Understand, though, that relapse doesn’t mean you’ve fallen back into the abyss. It’s not a lack of strength, nor is it a failure. It’s more of a cry for help and a need for better support.
Also, it takes courage to admit that you’ve given in to bingeing. You’ve caught yourself before things get worse, and you’re reading this article because you want to get better.
Shift your focus from your guilt to ways to break the cycle. Don’t spend precious time dwelling on your relapse. Instead, think about the things you’re doing right.
The Gift of Openness
Opening up to your family about your relapse may be the last thing you want to do right now. You may feel that you’ve disappointed the people who want to support you.
Go back to the previous section, and remind yourself that what happened wasn’t a failure on your part. Being open about your relapse enables your support system to help you better. Remember, they’re not here to shame you. Instead, they’re here to boost you and keep you on the right track.

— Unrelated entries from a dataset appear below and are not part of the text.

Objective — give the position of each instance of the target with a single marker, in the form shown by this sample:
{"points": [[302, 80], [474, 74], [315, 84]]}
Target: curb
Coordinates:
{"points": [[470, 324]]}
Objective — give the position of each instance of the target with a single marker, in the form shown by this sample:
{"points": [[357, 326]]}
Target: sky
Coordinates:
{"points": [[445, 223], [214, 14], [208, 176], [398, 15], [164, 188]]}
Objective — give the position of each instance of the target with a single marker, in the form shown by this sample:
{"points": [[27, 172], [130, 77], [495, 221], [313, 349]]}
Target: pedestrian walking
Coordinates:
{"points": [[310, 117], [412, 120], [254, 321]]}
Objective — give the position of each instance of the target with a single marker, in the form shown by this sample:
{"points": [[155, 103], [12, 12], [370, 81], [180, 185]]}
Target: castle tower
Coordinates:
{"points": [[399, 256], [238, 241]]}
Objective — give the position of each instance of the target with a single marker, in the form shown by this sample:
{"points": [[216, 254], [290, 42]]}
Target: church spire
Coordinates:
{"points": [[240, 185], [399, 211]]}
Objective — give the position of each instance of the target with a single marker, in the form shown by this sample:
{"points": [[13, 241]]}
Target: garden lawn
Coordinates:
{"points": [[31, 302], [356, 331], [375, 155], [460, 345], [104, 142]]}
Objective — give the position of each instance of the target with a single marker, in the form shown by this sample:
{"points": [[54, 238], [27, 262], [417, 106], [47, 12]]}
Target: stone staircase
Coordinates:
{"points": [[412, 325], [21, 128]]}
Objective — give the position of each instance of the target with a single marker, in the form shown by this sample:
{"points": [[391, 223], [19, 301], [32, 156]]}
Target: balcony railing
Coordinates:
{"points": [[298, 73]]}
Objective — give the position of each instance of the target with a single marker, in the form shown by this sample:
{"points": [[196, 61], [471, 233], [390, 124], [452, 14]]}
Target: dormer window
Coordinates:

So, reconnect with the people who are helping you on the road to recovery; schedule a session with your counselor, a dietitian, or a trusted friend; meet up with therapists at compulsive eating disorder treatment centers, or discuss how your loved ones can best help you avoid relapse. All these are positive moves to help you get back on track.
On Breaking the Cycle
Once you’ve enumerated ways on how to recover further, follow them closely. Adopt self-care practices, set aside time for rest and relaxation, and build your connection with others.
Most importantly: be kind to yourself. Notice how you tell strangers to “have a great weekend” or remind your friend that he or she is “doing great”? Adopt that same positive language when you talk to yourself.
Instead of asking yourself why you’re so “bad at this,” be gentler and pat yourself on the back for getting this far. Remind yourself to have a great weekend and that you’re always, always doing great.
If you hear that someone successfully recovered from their binge eating disorder without a single relapse, don’t feel bad that you don’t have the same clean track record. Relapse doesn’t mean you’ve failed. The fact that you’re doing something about it means you’re on your way to recovery. Success is the sum of all the little victories along the way, anyway.